Stereotactic Body Radiotherapy (SBRT)
SBRT uses high conformal, high-dose radiation
delivered precisely using imaging techniques. It may be considered in patients
with limited metastatic disease to the vertebra or paravertebral regions when
ablation is to be achieved, in oligometastatic progression to achieve
progression-free survival, and in symptomatic patients with lesions in or
immediately adjacent to a previously irradiated treatment field. It may also be
considered an alternative to conventionally fractionated regimens or EBRT in
unfavorable intermediate- or high-risk patients when combined with ADT when external
beam radiotherapy is medically challenging.
Proton Beam Therapy
Proton beam therapy delivers less radiation to
surrounding normal tissues thereby decreasing the long-term treatment morbidity.
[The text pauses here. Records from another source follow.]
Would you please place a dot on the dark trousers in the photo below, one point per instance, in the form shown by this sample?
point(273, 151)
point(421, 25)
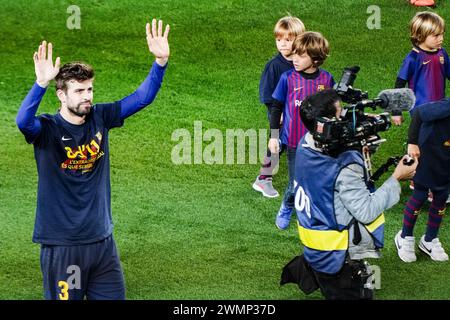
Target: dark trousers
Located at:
point(350, 283)
point(90, 270)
Further studies are needed to prove the efficacy of proton therapy against
prostate cancer and its superiority to photon-based radiation therapy.
Radiopharmaceutical Therapy
Radiopharmaceutical therapy includes Radium-223
dichloride and ß-emitting agents (Strontium-89, Samarium-153, Lutetium-177
[Lutetium Lu 177 vipivotide tetraxetan, 177Lu-PSMA-617,
Lu-177-PSMA-617]). It eradicates malignant cells using radioactive atoms
delivered to tumor-associated targets. It is an option for palliative treatment
of patients with metastatic disease.
Beta-Emitting Radioactive Agents
Examples:
Strontium-89 (Sr-89, 89Sr), Samarium-153 (Sm-153, 153Sm), Lutetium-177
Beta-emitting radioactive agents are used for
palliative treatment of painful bone or widespread metastases that are not
eligible for chemotherapy. Lutetium-177 is a treatment of option for patients
with ≥1 PSMA-positive lesion and/or metastatic disease that is predominantly
PSMA-positive and with no dominant PSMA-negative metastatic lesion previously
treated with androgen receptor-directed therapy and a taxane-based
chemotherapy.
Radium-223 dichloride
Radium-223 is an alpha particle-emitting radioactive
agent used for mCRPC with symptomatic bone metastases but without visceral
involvement. Studies have shown that patients given Radium-223 had better
overall survival and time to appearance of symptomatic bone events than those
given placebo.
Palliative Therapy
Single fraction EBRT is
recommended for palliation of uncomplicated, painful bone metastasis. The recommended
dose for non-vertebral metastases is 800 cGy x 1 fraction and for widespread
bone metastases is Sr-89 or Sm-153 with or without focal EBRT.